This article was first published on LinkedIn on 08/04/2019
The Impact Investing world is suffering from a severe case of hype(r)-inflation and excess ambition.
A report published by the Rockefeller Foundation in January 2018 noted:
“While impact investing has grown to an over $100 billion global industry, the scarce evidence of the social and environmental returns of these investments poses a threat to the continued growth of the industry.” (1)
Then, in April 2019, the Global Impact Investment Network (GIIN) publishes a report claiming that there are now $502 billion dollars of Impact Investment assets under management. (2)
GIIN notes that this “capital is at work to address the worlds social and environmental challenges.”
Two things come to mind:
First: that is a remarkable growth of nearly 500% in 15 months.
Second: So how are we doing now? If there is scarce evidence of and social and environmental impact from $100 billion, what are seeing from $500 billion. The GIIN report is silent on impact, but if we look around us, we might say: “Not very much”. Billions of people are as poor as ever, inequality is growing and the SDGs are way out of reach.
Perhaps its too soon to tell.

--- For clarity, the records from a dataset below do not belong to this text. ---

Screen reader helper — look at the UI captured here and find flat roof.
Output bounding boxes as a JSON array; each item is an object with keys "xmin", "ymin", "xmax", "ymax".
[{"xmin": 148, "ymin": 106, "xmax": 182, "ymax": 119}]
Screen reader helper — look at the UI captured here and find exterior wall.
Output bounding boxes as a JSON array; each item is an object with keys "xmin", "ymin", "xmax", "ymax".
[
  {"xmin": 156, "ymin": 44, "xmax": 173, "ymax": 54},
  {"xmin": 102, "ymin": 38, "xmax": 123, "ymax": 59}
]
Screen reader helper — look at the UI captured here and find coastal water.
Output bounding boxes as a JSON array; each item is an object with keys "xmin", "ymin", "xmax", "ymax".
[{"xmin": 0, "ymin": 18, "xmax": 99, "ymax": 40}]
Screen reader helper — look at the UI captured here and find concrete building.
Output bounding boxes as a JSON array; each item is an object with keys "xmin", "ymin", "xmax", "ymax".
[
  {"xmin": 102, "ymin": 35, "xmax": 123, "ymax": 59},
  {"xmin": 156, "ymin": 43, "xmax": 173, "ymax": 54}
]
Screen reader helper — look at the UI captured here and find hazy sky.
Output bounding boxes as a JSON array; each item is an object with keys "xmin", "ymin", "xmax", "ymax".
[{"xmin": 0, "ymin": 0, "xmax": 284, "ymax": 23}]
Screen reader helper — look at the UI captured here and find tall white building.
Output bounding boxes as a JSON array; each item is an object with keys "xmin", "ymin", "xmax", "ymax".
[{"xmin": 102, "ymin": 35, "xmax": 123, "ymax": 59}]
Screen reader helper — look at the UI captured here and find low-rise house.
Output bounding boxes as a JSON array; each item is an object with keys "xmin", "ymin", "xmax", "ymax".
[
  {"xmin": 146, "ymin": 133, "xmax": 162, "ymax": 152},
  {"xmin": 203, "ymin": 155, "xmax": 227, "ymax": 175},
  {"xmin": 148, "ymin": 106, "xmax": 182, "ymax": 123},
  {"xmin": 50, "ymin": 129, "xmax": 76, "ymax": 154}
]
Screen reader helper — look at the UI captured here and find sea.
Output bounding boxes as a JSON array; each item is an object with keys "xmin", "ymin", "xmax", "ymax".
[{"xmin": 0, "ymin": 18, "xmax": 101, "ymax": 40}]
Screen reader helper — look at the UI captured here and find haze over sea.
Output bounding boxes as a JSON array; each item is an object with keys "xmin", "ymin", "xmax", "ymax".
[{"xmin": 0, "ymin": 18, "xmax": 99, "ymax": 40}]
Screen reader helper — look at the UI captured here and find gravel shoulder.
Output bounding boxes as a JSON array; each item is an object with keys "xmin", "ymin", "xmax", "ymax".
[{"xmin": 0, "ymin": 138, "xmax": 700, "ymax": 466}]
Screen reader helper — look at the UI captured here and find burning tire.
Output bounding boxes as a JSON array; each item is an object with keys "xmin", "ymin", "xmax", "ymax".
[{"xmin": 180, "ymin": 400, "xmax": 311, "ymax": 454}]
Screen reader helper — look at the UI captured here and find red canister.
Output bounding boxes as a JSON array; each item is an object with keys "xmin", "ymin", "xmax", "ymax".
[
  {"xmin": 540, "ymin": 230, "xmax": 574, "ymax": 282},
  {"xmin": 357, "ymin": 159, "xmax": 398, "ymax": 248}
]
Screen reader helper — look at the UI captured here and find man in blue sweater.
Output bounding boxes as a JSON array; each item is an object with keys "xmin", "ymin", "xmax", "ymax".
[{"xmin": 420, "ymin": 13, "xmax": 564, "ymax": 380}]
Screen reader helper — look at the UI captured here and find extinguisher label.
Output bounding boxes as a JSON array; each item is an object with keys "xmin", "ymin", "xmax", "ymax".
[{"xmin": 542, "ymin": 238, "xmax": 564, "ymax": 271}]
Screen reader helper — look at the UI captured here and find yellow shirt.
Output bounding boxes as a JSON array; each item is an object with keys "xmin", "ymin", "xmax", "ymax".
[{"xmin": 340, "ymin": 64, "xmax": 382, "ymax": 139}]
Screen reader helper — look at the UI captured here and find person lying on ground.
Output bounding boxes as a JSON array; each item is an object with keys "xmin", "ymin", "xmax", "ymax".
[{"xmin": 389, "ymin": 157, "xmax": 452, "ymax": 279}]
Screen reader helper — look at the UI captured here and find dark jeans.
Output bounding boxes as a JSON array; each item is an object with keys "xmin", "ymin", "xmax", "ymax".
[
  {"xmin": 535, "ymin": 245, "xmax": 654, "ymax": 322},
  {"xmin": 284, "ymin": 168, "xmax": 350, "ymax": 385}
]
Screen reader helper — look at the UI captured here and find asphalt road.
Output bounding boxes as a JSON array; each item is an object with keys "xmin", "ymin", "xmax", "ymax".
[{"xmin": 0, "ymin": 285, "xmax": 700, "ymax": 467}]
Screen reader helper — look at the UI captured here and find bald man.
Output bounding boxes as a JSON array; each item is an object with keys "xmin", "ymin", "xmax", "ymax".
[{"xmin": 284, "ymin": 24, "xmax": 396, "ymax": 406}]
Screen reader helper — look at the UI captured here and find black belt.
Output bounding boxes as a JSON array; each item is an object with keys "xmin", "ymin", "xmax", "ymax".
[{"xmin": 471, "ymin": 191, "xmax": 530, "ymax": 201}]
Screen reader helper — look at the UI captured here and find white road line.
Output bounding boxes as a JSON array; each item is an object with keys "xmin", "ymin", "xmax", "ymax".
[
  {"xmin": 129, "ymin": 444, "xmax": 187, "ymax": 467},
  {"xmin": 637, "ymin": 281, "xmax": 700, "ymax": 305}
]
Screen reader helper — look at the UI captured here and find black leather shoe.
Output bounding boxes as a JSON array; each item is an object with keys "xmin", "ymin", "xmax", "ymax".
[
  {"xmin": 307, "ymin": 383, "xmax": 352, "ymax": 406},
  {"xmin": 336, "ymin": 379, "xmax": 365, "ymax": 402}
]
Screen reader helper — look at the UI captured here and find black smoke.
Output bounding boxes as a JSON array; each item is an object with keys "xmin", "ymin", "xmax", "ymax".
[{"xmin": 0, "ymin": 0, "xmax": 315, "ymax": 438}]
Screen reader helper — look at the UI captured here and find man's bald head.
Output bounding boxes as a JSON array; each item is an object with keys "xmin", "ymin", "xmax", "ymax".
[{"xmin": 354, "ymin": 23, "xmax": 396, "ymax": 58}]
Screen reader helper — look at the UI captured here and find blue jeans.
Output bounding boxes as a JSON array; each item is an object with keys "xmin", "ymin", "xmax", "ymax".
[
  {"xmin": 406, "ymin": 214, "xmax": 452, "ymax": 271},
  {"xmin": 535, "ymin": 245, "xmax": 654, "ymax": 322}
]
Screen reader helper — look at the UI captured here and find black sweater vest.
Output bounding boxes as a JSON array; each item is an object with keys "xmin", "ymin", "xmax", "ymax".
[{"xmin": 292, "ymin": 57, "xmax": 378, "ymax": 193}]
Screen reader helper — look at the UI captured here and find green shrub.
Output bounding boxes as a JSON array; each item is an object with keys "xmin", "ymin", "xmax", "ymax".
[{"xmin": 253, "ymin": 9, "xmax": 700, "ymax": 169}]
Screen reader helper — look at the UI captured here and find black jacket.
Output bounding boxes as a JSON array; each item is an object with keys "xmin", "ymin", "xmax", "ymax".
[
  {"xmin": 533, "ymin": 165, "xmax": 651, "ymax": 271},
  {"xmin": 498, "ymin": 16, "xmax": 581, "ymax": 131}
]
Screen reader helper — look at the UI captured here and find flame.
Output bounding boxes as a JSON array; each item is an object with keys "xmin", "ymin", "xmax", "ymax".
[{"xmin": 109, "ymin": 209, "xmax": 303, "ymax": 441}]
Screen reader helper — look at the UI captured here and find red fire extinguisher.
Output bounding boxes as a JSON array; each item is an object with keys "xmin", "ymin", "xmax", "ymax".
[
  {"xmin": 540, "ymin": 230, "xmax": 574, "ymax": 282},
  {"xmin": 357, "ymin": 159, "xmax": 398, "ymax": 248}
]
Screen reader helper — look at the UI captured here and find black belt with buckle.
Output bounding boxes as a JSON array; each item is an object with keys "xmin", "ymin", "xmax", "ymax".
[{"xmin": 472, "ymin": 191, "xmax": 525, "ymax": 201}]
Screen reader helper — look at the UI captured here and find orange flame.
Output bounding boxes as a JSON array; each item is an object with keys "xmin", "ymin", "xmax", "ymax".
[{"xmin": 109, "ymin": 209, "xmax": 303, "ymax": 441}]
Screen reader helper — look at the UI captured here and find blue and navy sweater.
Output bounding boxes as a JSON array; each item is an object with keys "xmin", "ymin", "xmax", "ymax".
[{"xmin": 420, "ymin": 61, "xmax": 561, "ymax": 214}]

The GIIN report tells us: The industry must grow because “trillions of dollars are needed to successfully address the critical social and environmental challenges that face the world today such as the Millennium Development Goals,” and “In order to meet global need much more capital will need to be unlocked for impact investing.”
Rajiv Shah, head of the Rockefeller Foundation concurs (3)
“The math is simple: The cost of solving the world’s most critical problems – poverty, hunger, disease, inequality, climate change – runs into the trillions of dollars.“ He too notes this thing called the “the financing gap” and says “Together, we must find innovative and catalytic solutions to mobilize private capital to close this widening gap between those with hope and prosperity, and those without. Collaborative, catalytic investment is essential to fill the development-financing gap and help address pressing global challenges.
Come on people! No other “asset class” or development endeavour would set out to attract trillions of dollars based on such poor evidence. This is myth making of epic proportions.
I am not blindly critical of what individual investors are trying to do. It is a good thing:
But its never going to get us to the SDGs. And to link together all the different kinds of investors (from those seeking fortunes at the bottom of the pyramid with those willing to lose money to achieve their goals) into an “industry” or “asset class” called impact investors is to confuse rather than clarify the issue.
I don’t know who quantifies the “funding gap” but the concept is inherently flawed. The problem and it’s solution it’s not only about money. It is also about corruption, governance, democracy and peace and therefore about activism and politics and power and policy. As Brad Zarnett said in a recent Linkedin post about climate change: “The world didn’t defeat the Nazi’s because business saw a win-win opportunity.”
If there really is a funding gap then it will be filled by taxation of the rich and the international corporations who dodge it, closing down tax havens which facilitate tax evasion, by fixing the imbalances in world trade, by eliminating transfer pricing, by paying living wages and ensuring the spread of social security and all the other things that need to happen to create a sustainable and just global economy.
So, all strength to those who work hard to get business to behave better. And there is no doubt much that can be achieved with well strategized investments by genuine social investors willing to subsidise beneficial innovations of all sorts.
But let’s not pretend that this is the route to eradicating poverty and reducing inequality to acceptable levels; and, let’s not obscure what needs to be done behind the smoke of needing to raise trillions of dollars for an asset class or industry that is so diverse in nature that it cannot really be said to exist.
And when those who truly want to invest in change get their head above the smoke, it may be possible to have an honest conversation about where they should best be putting their money.